MEAT Criteria for D60.8

For D60.8 to count as a valid HCC diagnosis in a given encounter, the provider's documentation must show MEAT: Monitor, Evaluate, Assess, or Treat. A diagnosis from a prior year does not carry forward automatically — it has to be re-documented and supported each calendar year.

  • MMonitor: signs, symptoms, disease progression, or lab trending documented in the note
  • EEvaluate: test results, medication response, or physical findings reviewed by the provider
  • AAssess: explicit mention in the assessment or plan with acknowledgment of status
  • TTreat: medication, referral, procedure, therapy, or counseling tied to the diagnosis

Only one of M/E/A/T is required to support the code, but the documentation must be specific enough to show that the provider actually addressed D60.8 during that encounter — not just copy-forwarded from a problem list.

What This Code Means

D60.8 is the ICD-10-CM diagnosis code for other acquired pure red cell aplasias. A rare condition where the bone marrow fails to produce red blood cells due to causes other than those specified in other pure red cell aplasia codes.
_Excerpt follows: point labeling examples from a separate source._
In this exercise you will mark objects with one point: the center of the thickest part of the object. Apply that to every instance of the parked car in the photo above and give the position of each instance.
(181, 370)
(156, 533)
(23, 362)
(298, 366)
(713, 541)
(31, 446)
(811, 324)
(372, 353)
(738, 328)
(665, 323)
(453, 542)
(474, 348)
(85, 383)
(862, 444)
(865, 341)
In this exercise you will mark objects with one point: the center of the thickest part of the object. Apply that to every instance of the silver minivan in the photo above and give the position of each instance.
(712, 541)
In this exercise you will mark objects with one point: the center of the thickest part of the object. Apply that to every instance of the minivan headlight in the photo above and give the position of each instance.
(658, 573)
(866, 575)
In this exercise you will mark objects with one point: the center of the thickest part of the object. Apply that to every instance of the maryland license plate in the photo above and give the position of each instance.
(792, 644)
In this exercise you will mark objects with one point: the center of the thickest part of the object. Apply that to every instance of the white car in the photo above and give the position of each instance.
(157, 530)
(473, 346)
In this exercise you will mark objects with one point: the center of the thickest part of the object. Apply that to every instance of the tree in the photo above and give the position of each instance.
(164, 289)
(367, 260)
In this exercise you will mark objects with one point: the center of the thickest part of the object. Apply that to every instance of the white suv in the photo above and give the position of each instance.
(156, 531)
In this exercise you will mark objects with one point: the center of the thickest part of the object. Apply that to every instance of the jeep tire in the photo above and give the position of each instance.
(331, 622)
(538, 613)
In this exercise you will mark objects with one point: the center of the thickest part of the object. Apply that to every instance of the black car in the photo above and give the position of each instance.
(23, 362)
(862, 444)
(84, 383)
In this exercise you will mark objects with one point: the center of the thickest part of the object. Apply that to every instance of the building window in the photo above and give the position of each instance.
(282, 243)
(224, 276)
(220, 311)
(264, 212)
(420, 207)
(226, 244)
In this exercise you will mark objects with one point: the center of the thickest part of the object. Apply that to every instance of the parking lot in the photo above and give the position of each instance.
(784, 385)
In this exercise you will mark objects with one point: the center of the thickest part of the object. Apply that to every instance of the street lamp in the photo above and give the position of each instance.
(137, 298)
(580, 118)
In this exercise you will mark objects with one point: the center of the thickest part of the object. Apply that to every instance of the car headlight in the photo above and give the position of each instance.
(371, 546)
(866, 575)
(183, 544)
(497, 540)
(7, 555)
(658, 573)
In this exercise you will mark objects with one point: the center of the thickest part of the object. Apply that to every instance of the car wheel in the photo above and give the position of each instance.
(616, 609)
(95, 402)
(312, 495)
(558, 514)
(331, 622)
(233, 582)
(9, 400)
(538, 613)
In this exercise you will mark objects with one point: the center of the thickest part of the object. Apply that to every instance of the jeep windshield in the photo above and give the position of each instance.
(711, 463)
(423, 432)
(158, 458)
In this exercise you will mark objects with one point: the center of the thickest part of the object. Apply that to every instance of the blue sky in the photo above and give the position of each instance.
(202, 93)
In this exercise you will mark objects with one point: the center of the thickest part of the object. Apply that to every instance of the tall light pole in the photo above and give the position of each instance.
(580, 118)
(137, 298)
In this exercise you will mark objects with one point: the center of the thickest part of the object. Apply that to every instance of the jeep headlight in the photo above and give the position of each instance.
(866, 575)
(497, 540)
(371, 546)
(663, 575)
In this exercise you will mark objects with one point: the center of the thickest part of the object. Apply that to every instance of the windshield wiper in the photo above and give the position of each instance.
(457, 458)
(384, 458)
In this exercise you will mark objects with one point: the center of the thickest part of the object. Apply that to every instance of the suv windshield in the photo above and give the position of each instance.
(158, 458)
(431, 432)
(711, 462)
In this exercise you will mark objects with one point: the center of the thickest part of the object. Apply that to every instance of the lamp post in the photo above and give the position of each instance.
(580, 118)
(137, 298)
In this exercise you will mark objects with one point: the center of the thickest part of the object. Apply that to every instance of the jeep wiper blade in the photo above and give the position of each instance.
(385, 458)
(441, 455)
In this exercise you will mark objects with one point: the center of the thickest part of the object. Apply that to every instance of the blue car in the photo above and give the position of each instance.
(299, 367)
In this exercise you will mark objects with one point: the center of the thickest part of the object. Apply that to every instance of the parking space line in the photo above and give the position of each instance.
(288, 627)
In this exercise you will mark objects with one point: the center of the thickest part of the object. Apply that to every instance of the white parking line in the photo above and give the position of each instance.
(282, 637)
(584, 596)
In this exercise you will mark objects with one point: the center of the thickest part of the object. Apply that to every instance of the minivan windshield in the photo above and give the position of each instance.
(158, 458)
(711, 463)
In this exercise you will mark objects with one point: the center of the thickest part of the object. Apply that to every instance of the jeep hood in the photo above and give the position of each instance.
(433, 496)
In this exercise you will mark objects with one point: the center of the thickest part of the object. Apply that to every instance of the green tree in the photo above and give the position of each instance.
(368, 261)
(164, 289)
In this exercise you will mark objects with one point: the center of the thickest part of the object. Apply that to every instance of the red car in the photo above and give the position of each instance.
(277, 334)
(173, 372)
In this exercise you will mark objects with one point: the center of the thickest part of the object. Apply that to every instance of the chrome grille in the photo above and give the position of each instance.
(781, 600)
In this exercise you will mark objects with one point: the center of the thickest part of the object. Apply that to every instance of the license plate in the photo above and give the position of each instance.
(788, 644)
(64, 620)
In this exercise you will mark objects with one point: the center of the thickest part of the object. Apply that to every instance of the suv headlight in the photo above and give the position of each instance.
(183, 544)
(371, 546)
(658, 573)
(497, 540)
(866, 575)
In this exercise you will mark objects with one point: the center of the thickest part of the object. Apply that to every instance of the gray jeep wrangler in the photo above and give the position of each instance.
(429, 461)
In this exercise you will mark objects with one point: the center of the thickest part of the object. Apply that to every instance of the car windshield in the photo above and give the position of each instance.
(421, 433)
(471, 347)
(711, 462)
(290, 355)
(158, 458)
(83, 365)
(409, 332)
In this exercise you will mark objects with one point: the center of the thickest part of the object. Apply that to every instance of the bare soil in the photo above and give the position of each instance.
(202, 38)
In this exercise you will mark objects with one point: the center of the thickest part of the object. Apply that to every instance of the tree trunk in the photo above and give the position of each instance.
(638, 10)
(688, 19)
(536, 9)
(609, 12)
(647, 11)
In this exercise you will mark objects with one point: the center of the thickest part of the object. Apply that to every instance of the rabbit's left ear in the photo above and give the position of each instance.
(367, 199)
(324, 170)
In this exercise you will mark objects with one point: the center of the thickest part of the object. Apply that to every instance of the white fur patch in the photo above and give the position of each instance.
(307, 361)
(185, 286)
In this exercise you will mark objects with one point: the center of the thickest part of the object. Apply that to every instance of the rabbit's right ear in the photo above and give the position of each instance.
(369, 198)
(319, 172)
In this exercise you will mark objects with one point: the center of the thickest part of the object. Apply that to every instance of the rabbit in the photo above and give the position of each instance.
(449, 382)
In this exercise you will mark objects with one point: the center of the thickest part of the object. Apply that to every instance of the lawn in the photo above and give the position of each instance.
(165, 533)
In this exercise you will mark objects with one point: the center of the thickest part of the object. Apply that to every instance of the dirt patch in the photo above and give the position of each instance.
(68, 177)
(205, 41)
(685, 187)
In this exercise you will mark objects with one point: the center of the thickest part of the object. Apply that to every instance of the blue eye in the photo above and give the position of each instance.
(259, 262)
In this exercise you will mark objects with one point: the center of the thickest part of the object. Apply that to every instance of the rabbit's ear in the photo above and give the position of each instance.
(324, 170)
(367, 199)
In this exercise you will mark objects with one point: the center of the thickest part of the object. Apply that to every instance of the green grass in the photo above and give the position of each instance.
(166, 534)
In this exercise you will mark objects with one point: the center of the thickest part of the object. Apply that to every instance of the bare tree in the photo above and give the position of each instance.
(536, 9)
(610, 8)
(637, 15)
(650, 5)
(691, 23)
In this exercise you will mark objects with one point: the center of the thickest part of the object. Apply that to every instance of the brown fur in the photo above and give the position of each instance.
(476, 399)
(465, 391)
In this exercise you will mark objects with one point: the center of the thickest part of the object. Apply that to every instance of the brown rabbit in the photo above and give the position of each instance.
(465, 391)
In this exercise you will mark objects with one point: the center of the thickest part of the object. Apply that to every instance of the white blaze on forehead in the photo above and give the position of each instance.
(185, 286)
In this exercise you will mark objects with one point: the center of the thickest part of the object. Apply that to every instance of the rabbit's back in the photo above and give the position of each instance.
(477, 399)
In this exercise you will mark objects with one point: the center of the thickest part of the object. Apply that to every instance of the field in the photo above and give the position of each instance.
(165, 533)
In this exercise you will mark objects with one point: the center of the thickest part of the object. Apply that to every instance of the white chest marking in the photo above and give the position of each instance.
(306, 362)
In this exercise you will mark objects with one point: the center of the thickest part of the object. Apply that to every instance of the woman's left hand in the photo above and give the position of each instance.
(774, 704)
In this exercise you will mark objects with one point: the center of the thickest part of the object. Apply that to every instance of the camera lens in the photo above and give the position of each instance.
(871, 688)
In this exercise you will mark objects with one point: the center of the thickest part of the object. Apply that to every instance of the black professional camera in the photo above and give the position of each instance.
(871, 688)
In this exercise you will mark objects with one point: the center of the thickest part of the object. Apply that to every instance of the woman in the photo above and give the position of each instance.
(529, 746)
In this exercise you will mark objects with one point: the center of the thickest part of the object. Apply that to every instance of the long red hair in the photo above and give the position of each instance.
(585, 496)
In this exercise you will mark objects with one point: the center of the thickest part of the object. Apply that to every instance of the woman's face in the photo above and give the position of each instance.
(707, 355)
D60.8 sits in the ICD-10-CM chapter for diseases of the blood and blood-forming organs and certain disorders involving the immune mechanism (d50-d89), within the section covering aplastic and other anemias and other bone marrow failure syndromes (d60-d64).

Under the CMS-HCC V28 risk adjustment model, D60.8 maps to Hemolytic and Aplastic Anemias (HCC 109) with a community, non-dual, aged base RAF weight of 0.291. Under the older CMS-HCC V24 model, D60.8 maps to Severe Hematological Disorders (HCC 46) with a community, non-dual, aged base RAF weight of 0.666. V28 is the CMS-HCC risk adjustment model that reached 100% phase-in for payment year 2026, replacing V24 which was used during the PY2024–PY2025 transition.

Use this code when documentation describes a specific etiology that doesn't fit D60.0 or D60.1; document the underlying cause clearly. Because D60.8 maps to a payment HCC, the provider's documentation must satisfy MEAT criteria (Monitor, Evaluate, Assess, or Treat) for the encounter to count toward the patient's Medicare Advantage risk adjustment score. When documentation is ambiguous, coders should issue a provider query rather than assume the highest-specificity variant.

HCC Buddy maintains structured V28 and V24 mapping, RAF weights, and MEAT documentation criteria for D60.8 sourced directly from the CMS-HCC risk adjustment model files and the CMS ICD-10-CM code set.

Coding Tips

  • Use this code when documentation describes a specific etiology that doesn't fit D60.0 or D60.1; document the underlying cause clearly
  • Review the medical record for any identifiable triggers or associated conditions

Clinical Significance

Other acquired pure red cell aplasias captures rare forms of selective erythroid failure not classified as chronic or transient, including pure red cell aplasia associated with specific autoimmune mechanisms (such as anti-erythropoietin antibodies), pregnancy-related pure red cell aplasia, and aplasia secondary to specific medications where the mechanism is distinct from transient suppression. These conditions share the hallmark of isolated erythroid failure with preserved myeloid and megakaryocyte production but have unique etiologies requiring targeted management.

Documentation Requirements

  • Document the specific cause or subtype of pure red cell aplasia that distinguishes it from chronic (D60.0) or transient (D60.1) forms.
  • Record bone marrow biopsy showing selective erythroid hypoplasia.
  • Include hemoglobin, reticulocyte count, and documentation that white blood cell and platelet counts are preserved.
  • Note any identified causative factors such as anti-erythropoietin antibodies, specific medications, or pregnancy.
  • Document treatment approach and response.

Commonly Confused Codes

  • D60.0 (Chronic acquired pure red cell aplasia) is for long-term persistent forms.
  • D60.1 (Transient acquired pure red cell aplasia) is for self-resolving episodes.
  • D60.9 (Acquired pure red cell aplasia, unspecified) does not specify the subtype.
  • D61.09 (Other constitutional aplastic anemia) is for inherited, not acquired, conditions.
  • D61.1 (Drug-induced aplastic anemia) affects all cell lines, not just erythroid.